Re: whitespace in Turtle

Hmm, part of the "rules" that I understand for having built-up tokens in a 
grammar is that there is a deterministic break between the token rules and the 
higher-level rules, so that the parser does not have to re-call the tokenizer.

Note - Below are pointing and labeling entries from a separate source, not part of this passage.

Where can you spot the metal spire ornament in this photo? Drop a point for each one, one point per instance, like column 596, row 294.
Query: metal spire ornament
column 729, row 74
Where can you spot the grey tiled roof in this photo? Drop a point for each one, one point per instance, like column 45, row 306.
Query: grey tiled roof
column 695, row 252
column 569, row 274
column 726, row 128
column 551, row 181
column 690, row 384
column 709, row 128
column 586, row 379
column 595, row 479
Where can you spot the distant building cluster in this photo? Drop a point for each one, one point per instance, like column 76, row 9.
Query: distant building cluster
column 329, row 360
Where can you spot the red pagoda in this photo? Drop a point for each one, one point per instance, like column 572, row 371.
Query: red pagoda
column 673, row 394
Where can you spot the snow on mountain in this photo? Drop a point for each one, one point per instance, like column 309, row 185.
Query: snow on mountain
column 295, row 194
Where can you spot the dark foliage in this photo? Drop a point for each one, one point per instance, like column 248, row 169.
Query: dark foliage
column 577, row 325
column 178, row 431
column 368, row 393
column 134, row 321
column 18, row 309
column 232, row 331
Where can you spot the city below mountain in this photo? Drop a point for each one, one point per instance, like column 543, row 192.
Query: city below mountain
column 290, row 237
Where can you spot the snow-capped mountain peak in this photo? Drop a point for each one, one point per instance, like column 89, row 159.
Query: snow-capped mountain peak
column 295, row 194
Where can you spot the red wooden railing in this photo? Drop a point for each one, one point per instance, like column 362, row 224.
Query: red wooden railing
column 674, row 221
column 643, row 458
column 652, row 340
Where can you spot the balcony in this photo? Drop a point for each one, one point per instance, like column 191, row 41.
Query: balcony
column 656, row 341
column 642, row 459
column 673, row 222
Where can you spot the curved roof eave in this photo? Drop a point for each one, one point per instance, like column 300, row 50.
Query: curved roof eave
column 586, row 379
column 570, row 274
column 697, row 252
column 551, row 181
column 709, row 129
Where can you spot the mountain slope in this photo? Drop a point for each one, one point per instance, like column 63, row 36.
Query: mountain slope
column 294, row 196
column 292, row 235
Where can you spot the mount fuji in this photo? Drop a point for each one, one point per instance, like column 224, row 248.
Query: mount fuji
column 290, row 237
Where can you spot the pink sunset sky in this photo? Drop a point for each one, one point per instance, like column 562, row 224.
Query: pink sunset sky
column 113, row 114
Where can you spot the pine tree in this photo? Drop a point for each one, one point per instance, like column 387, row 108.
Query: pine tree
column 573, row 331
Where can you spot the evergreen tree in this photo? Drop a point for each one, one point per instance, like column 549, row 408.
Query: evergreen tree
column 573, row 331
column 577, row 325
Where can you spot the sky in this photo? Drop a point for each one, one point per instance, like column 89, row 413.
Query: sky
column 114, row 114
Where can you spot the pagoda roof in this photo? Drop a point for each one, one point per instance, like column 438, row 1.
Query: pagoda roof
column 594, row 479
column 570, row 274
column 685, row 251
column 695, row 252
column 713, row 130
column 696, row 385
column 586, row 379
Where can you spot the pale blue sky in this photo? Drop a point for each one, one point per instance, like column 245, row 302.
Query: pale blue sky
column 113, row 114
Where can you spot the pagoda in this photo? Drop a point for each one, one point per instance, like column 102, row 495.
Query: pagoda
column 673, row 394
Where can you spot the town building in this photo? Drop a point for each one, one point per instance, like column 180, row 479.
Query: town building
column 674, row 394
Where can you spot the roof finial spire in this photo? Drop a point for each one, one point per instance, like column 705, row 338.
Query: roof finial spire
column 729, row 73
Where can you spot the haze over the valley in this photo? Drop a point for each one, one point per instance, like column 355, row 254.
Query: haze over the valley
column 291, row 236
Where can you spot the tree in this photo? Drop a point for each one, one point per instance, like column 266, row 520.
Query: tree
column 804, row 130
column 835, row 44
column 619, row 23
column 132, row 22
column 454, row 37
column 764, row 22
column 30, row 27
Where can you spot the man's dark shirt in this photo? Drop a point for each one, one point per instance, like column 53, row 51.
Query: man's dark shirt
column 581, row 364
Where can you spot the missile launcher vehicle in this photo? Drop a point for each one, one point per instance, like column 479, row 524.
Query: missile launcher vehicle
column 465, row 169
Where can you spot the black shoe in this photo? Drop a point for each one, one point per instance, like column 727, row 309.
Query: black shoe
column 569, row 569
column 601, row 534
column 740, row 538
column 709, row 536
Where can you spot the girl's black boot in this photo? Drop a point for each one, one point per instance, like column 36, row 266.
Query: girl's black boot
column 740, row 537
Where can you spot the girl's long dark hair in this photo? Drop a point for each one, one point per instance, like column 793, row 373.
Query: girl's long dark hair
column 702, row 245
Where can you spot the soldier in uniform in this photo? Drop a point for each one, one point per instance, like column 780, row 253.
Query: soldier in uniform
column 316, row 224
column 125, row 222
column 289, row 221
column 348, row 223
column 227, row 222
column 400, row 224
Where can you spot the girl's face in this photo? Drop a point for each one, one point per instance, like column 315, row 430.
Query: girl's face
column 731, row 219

I don't think that Andy's solution would work, as a tokenizer could produce 
LANGTAG IRIREF from
@base <foo>

The usual solution to this sort of problem is to make @base be *only* BASE, 
which is probably not permissible here.

peter


On 05/15/2012 11:41 AM, Andy Seaborne wrote:
>>> Pragmatically, WS after @prefix and @base.  Then can have a token type
>>> that is "@alpha-alphanumericsanddash".
>>
>> What you don't like:
>>
>> [19]        LANGTAG        ::=    (BASE | PREFIX | '@' ([a-zA-Z])+ ('-' 
>> ([a-zA-Z0-9])+)
>>
>> ? ;)
>
> (to the casual reader : BASE is '@base' and PREFIX is '@prefix'
>
> Which is ambiguous - as it says:
>
> LANGTAG ::= ('@base' | '@prefix' | '@' ([a-zA-Z])+ ('-' ([a-zA-Z0-9])+)
>
> so the string "@base" matches two ways.
>
> But even if sorted out ... it means a tokenizer may well generate the token 
> LANGTAG ... and then:
>
> [5]        base        ::=     BASE IRIREF
>
> does not match as the token is LANGTAG, not BASE.  Oops.
>
>> Yes, I think requiring white space between @prefix and the prefix name
>> is a very good idea. More human readable.
>>
>> So much for last call review this week... sigh...
>>
>> --Gavin
>
> A simple fix that would be acceptable (to me at least) is:
>
> 1/ Remove BASE and PREFIX rules.
> 2/ Write explicit '@base' and '@prefix'
>
> [5]        base        ::=     '@base' IRIREF
> etc
>
> I think this makes it clear what is intended and communicates that the 
> LANGTAG tokenization does not apply (this exploits a common feature in 
> parser generates that read this as testing for a the string '@base' not 
> LANGTAG - I suspect this is what happens in yacker).
>
>     Andy
>
>

Received on Tuesday, 15 May 2012 16:11:25 UTC